Burns’ life is also a balance, one that she approaches with a spiritual flow.  She is a wife, mother of two small children, and manages to dive deeply into the creative process while they nap or play outside.  While motherhood often pulls artists away from their practice, Burns found balance in an at-home residency and support network for mothers.  “I did a 6 month long residency with An Artist Residency in Motherhood which really helped reframe the way I was thinking about my work after I had our second child and I stopped working.”  Burns was formerly a high school art teacher.  “It was a big adjustment to go from working full time and being away from my children so much, to being home all the time with then a newborn and a toddler. It was a big adjustment emotionally and for my studio practice, but such a good one.”  Some sessions meant creating with the kids, while others were fruitful moments like the ones that she finds in her day now.  ARIM helped her set the tone for being a creative person and a mother.  “[It] helped me get in contact with other artist mothers and reinvent a studio practice that works with my situation once my daughter got a little older.”

LBurnsRevival's Seed8

“Revival’s Seed 8”

Burns now homeschools both children while maintaining her studio practice.  She does not keep a rigid creative schedule, but lets her studio time fall into a unique pattern each day.
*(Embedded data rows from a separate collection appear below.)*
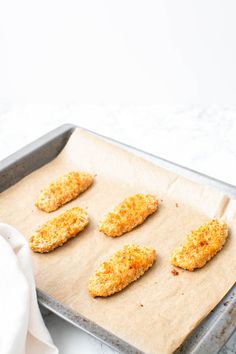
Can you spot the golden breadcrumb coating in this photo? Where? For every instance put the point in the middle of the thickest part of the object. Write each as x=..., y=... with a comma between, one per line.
x=124, y=267
x=201, y=245
x=59, y=230
x=128, y=214
x=63, y=190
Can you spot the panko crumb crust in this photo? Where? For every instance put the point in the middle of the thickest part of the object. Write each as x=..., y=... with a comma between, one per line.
x=201, y=245
x=127, y=215
x=124, y=267
x=59, y=230
x=63, y=190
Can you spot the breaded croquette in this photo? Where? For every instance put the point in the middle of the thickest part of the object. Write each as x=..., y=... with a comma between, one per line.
x=63, y=190
x=201, y=245
x=128, y=214
x=124, y=267
x=59, y=230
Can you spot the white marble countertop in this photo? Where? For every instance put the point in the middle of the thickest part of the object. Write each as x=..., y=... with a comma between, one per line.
x=201, y=138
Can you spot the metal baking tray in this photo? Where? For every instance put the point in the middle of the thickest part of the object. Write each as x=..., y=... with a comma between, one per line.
x=214, y=330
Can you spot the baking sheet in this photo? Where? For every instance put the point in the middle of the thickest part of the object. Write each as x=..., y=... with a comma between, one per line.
x=172, y=306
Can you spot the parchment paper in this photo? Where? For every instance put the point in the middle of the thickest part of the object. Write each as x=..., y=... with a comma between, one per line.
x=157, y=312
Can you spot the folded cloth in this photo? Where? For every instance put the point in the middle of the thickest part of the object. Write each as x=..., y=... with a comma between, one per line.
x=22, y=330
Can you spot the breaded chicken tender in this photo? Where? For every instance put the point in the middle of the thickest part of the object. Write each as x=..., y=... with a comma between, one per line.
x=128, y=214
x=63, y=190
x=124, y=267
x=201, y=245
x=59, y=230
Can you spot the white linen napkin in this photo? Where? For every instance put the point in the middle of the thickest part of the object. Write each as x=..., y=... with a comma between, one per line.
x=22, y=330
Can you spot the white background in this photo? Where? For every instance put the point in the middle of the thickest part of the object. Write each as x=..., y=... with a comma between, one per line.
x=159, y=75
x=126, y=51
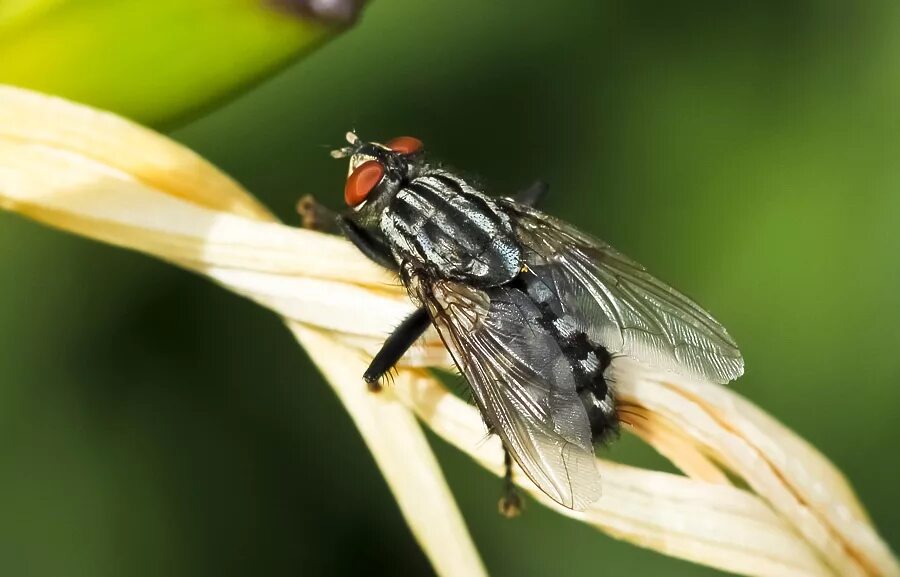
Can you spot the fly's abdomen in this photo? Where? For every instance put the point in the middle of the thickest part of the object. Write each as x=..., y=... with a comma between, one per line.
x=587, y=360
x=440, y=223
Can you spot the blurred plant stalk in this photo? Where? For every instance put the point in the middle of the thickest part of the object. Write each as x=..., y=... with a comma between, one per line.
x=157, y=62
x=100, y=176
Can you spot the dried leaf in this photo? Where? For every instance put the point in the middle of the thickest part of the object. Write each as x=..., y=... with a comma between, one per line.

She often works on several pieces, assembly-line style, somehow knowing what each different piece needs at the same time.  It is unconventional, but helps her maintain a certain level of productivity.  The process is successful, considering that new pieces are frequently popping up on her Instagram account.

Burns’ current sculptural exhibit at Fort Worth’s Art 7 Gallery is wrapping up soon.  The artist will continue to find inspiration in the spiritual aspects of her life and seek balance one day at a time.  “You’re only going to be able to get so much done if you are with your children, and I’ve just made peace with that.  I’m learning and enjoying this season of less structure and just ‘going with the flow’ and staying in the place of joy and freedom.  I know it’s so cliché, but my children will only be little this one time and I want to enjoy it.”